In 2001, a doctor named Bill Thomas was appalled at the state of elder care. “He saw it was a hospital, not a home,” Lee says. “People just sitting in wheelchairs. So he introduced a lot of changes, brought in birds, dogs, cats, and plants.” But it still wasn’t enough. So he “super-trained staff to behave like family members, not healthcare providers. And he built a new structure, with one central room, the residents living in rooms off in spokes. It became a communal place, with a common kitchen where people cook family recipes.”

And Lee found one in Harrisonburg. “If we both have to go somewhere, this will be it.”

Get Healthy Now

Need help getting started with a long-term aging plan? Your primary care doctor can get you started. Find a provider near you.

Aging Gracefully: How to Get Started Now

Wolf’s biggest advice: Exercise. “The biggest factor I see that differentiates healthy from unhealthy aging is exercise – folks who remain sedentary clearly become more frail more rapidly than those who either remain or become active in their later years. I see Hal and Lee at the gym on a regular basis, and I can tell you that that makes a huge difference in how they age.”

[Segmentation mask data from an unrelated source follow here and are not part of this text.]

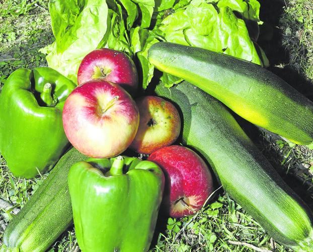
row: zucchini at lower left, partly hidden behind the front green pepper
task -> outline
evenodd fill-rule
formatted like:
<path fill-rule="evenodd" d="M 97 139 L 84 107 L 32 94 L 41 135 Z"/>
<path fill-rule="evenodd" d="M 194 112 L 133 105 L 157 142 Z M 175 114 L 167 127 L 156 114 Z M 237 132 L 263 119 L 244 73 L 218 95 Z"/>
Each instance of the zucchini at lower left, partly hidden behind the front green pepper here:
<path fill-rule="evenodd" d="M 73 222 L 67 186 L 69 168 L 87 157 L 71 148 L 12 219 L 0 251 L 45 251 Z"/>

Lee’s primary lessons for younger people: Be proactively active. “It’s really hard when you’re 50 to think about being 80; it’s hard to do. But you should.” She advises younger people to:

  • Most importantly, take your health seriously — eat well and exercise.
  • Prepare for the payment part. “That’s what gets most people.”
  • Be an advocate for yourself when it comes to your healthcare.
  • Get political. Make a difference. Advocate for end-of-life care.